When Red told me not to bother, that she’d go, Seth lifted his eyes from the chicken on his plate. Marnie watched him watching Red walk away from the table. I watched them both. I wished I knew what in the world was going on.

“It’s the longest time since we all ate together, ain’t it, Marnie?” I said.

“Well, child, once a year is about as much of us these good folk can stand.”

There was laughter around the table, but I still couldn’t hold my stupid mouth.

“No, I mean since you ate with us. Seth, Red, Cody and…”

“Don’t embarrass your aunt, Sissy. She’s just been…on a diet…” Seth’s voice trailed away. People exchanged puzzled looks. Marnie? On a diet?

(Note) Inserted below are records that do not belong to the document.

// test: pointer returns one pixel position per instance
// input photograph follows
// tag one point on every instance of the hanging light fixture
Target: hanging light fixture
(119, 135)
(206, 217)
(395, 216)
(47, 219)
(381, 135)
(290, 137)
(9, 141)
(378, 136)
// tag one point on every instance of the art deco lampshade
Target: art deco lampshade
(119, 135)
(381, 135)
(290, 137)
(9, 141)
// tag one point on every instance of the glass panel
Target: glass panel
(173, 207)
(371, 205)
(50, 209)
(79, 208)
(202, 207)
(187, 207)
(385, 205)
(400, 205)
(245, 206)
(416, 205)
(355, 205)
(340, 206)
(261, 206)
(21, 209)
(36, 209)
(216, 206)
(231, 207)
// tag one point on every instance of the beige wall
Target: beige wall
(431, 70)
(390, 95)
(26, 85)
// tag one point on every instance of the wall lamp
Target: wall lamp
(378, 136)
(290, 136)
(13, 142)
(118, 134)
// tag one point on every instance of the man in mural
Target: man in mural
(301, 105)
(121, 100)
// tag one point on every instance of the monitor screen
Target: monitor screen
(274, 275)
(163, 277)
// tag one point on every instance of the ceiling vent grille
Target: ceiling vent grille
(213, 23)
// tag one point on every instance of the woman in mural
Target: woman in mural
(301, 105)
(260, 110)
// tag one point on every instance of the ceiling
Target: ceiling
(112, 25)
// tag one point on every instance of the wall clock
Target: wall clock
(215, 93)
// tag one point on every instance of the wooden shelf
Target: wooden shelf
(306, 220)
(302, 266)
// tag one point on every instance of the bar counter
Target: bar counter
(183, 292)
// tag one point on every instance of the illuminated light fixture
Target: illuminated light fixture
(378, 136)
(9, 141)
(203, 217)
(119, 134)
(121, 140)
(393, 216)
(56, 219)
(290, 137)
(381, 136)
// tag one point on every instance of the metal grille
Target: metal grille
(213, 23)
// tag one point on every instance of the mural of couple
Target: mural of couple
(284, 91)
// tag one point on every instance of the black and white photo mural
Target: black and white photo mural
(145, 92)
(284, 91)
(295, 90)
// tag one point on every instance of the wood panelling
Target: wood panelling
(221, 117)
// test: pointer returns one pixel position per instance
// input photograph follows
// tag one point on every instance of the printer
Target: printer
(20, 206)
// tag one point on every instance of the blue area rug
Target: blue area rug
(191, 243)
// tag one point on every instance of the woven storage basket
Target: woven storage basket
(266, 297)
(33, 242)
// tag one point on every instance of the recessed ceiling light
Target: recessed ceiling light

“If everyone’s finished with these, I’ll make some space for the angel-food cake,” said Marnie smiling, but only with her mouth. “Be time for you folks to go soon and you’re not leaving before you’ve had a taste of my cake.”

“I’m so darn tired these days I run out of energy before I run out of evening, but I’ll stay awake for your cake,” Clancy helped Marnie out, “I only get Betty Crocker’s at home.” Beulah swatted Clancy with her napkin. Larry laughed so hard he spat lemonade all down his Sunday shirt.